If a person has a pre-existing heart condition, severe or frequent episodes of bigeminy could indicate an increased risk of serious heart issues.

Physical examination

A doctor will need to perform a physical exam and electrocardiogram (ECG) to diagnose bigeminy. This involves assessing the condition of the heart. The first steps for this process involve:

  • listening to the heart rate and rhythm
  • checking for a heart murmur
  • taking pulse and blood pressure readings
  • looking for signs of heart failure, such as edema or swelling
  • checking thyroid health, and other possible causes of arrhythmia

The best way to examine heart rhythm is with an ECG. An ECG measures and records the intensity and timing of the electrical impulses that stimulate the different heart chambers to contract and relax.

If the ECG does not catch these events, a doctor may suggest a person wear a Holter monitor or event monitor for a longer period of time. These devices monitor a person’s heartbeat.

Bigeminy sometimes resolves on its own or by making some lifestyle adjustments. In some cases, a person may require medical treatment.

Lifestyle adjustments

Medical experts have identified several substances that can trigger episodes of bigeminy. Limiting or avoiding these substances can make it easier for the heart to keep a steady beat.

Potential triggers to avoid include:

  • caffeine in coffee, tea, energy drinks, and some soft drinks
  • nicotine
  • alcohol
  • illegal drugs
  • medications for seasonal allergies, asthma, and colds

High blood pressure or sleep apnea may increase the likelihood of palpitations, which gives people with hypertension more reason to manage their blood pressure carefully.
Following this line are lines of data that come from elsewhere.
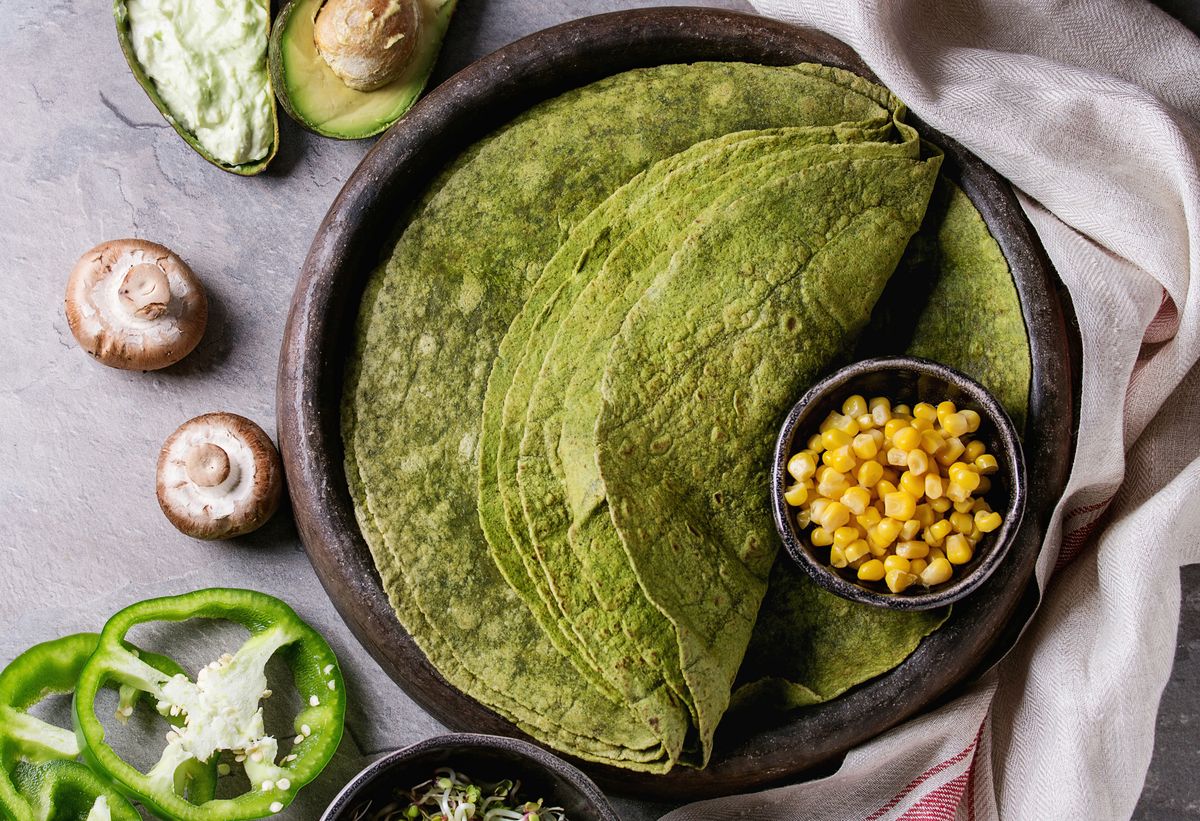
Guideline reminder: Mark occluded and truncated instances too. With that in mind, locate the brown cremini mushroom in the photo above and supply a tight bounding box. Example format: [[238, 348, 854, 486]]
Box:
[[158, 413, 283, 540], [312, 0, 421, 91], [64, 239, 209, 371]]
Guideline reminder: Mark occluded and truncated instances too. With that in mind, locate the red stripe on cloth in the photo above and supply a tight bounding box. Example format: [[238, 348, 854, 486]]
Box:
[[898, 767, 971, 821], [863, 724, 983, 821]]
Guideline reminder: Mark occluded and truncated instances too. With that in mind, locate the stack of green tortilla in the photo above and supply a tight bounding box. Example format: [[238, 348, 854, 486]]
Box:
[[343, 64, 1028, 772]]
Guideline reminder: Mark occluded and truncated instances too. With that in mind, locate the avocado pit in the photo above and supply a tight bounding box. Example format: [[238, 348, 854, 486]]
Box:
[[313, 0, 421, 91]]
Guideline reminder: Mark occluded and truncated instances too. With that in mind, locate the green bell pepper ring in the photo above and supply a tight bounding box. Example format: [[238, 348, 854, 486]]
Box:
[[72, 588, 346, 821], [0, 633, 204, 821]]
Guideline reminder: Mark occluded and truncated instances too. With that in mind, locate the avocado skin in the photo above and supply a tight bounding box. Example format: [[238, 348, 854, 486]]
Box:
[[268, 0, 457, 139], [113, 0, 280, 176]]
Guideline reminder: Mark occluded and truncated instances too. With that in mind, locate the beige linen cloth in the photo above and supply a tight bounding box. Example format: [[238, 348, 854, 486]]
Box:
[[667, 0, 1200, 821]]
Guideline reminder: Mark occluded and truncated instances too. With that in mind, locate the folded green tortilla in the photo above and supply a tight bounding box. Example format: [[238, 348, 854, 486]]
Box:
[[342, 64, 1020, 772]]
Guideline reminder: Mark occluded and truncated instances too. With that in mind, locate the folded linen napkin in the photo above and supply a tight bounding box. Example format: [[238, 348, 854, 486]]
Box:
[[665, 0, 1200, 821]]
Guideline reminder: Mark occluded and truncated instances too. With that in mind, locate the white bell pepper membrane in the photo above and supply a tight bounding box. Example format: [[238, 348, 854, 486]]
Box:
[[114, 627, 295, 795], [86, 796, 113, 821], [162, 424, 254, 519]]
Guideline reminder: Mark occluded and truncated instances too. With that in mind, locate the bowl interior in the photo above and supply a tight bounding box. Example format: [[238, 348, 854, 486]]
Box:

Exercise may sometimes trigger episodes of bigeminy, so people who have had palpitations should use caution when starting or returning to fitness activities.

People may find they experience fewer PVCs during the exercise itself. However, they can occur afterward.

Medical treatments

If a person experiences severe or frequent episodes of bigeminy, their doctor may prescribe drugs called beta-blockers. These drugs slow the heart rate and reduce the irritability of the heart’s electrical system, which can help reduce arrhythmia symptoms.

In rare cases of bigeminy that require more aggressive treatment, a doctor may recommend a surgical procedure called catheter ablation. This process involves scarring heart tissue in a way that blocks abnormal electrical signals.

Bigeminy is a type of heart arrhythmia in which the heart beats once normally and once abnormally in quick succession, followed by a pause.

Bigeminy does not always cause symptoms. However, any person who experiences a sensation of a skipped heartbeat, or palpitations, should contact a doctor to determine what has caused this.

Some cases of bigeminy are transient and benign and do not require treatment.

However, a person who experiences severe or frequent episodes of bigeminy should see their doctor for a diagnosis. They may require a thorough heart examination and other medical tests to establish an underlying medical cause.

For people who already know they have heart disease, frequent episodes of bigeminy may signal an increased risk of serious heart problems. These people should talk with their doctor about changes to their current treatment plan.